On remand from the U.S. Supreme Court, Federal District Judge Benjamin Settle of the Western District of Washington ruled yesterday that the individuals who signed petitions to bring an effort to repeal the state's domestic partners law were not entitled to an exemption from the name disclosure mandated by the state's Public Records Act. Judge Settle granted summary judgment to the Secretary of State based on his finding that Protect Marriage Washington had provided no compelling evidence of threats or harassment against petition signers: 

[If Protect Marriage could get around the Public Records Act] by simply providing a few isolated incidents of profane or indecent statements, gestures, or other examples of uncomfortable conversations, … disclosure would become the exception instead of the rule.

Judge Settle distinguished the case from earlier decisions granting protections to civil rights organizations that challenged laws requiring disclosure of membership lists:

Doe has not supplied competent evidence or adequate authority to support its claims that R-71 signers constitute a fringe organization with unpopular or unorthodox beliefs or one that is seeking to further ideas that have been historically and pervasively rejected and vilified by both this country’s government and its citizens.

The case was on remand from the Supreme Court's decision in Doe v.
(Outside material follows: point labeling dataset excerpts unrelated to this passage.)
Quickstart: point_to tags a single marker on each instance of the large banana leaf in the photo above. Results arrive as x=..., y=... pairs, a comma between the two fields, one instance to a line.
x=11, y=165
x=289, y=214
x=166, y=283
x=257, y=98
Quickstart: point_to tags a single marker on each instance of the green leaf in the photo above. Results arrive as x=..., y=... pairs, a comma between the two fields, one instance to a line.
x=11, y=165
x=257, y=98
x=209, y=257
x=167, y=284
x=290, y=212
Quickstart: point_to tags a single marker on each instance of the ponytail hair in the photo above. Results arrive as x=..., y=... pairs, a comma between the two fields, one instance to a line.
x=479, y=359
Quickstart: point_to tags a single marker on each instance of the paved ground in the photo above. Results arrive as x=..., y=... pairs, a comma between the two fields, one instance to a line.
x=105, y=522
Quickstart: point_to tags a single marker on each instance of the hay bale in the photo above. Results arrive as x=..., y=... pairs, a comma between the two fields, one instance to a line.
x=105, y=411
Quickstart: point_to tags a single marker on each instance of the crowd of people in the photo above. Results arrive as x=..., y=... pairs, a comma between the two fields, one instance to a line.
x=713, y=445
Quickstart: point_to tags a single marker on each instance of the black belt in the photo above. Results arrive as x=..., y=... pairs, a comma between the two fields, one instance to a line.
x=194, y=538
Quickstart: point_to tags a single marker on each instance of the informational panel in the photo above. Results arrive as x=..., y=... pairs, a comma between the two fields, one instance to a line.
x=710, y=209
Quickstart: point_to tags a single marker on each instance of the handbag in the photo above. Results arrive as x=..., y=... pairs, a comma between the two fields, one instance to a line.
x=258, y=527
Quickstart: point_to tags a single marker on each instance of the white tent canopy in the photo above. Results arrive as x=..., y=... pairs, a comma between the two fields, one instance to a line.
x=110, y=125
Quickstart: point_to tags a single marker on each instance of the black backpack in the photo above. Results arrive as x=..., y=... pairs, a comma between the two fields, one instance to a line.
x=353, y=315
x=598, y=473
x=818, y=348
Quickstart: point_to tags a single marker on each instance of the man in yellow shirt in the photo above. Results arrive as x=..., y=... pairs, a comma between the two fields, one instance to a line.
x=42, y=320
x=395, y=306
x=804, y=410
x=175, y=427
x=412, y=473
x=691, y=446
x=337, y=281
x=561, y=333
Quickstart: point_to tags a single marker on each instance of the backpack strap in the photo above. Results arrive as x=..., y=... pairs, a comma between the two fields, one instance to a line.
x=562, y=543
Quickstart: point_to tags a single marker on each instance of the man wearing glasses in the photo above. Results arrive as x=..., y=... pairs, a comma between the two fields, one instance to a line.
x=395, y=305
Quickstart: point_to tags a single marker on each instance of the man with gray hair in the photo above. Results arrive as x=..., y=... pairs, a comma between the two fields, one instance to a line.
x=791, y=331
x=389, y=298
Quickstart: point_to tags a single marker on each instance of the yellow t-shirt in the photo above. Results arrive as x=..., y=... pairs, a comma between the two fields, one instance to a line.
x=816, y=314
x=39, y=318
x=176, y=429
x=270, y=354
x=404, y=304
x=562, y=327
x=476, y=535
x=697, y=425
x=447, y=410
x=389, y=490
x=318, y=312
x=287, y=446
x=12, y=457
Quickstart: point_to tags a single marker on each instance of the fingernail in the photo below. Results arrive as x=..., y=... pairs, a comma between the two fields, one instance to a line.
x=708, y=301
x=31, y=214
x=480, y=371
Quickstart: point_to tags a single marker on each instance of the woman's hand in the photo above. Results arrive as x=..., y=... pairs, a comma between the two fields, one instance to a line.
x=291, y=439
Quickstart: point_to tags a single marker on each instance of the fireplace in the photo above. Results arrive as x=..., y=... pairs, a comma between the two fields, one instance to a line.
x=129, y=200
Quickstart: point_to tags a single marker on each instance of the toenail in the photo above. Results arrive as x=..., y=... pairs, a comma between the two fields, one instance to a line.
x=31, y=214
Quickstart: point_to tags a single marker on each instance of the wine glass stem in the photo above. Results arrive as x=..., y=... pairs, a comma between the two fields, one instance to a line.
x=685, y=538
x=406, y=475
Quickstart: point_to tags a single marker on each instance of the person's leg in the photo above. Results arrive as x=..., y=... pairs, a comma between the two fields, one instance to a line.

Reed, 130 S.Ct. 2811 (2010), in which it ruled that the Washington state law requiring name disclosure was not facially unconstitutional as a violation of privacy rights. The Supreme Court sent the case back to District Court for a decision on whether this particular group of petition signers could demonstrate the need for an exemption from the law.

Protect Marriage Washington may appeal the new ruling as well, although numerous individuals were named in Judge Settle's opinion and the full list was made available to the public yesterday after the decision was announced.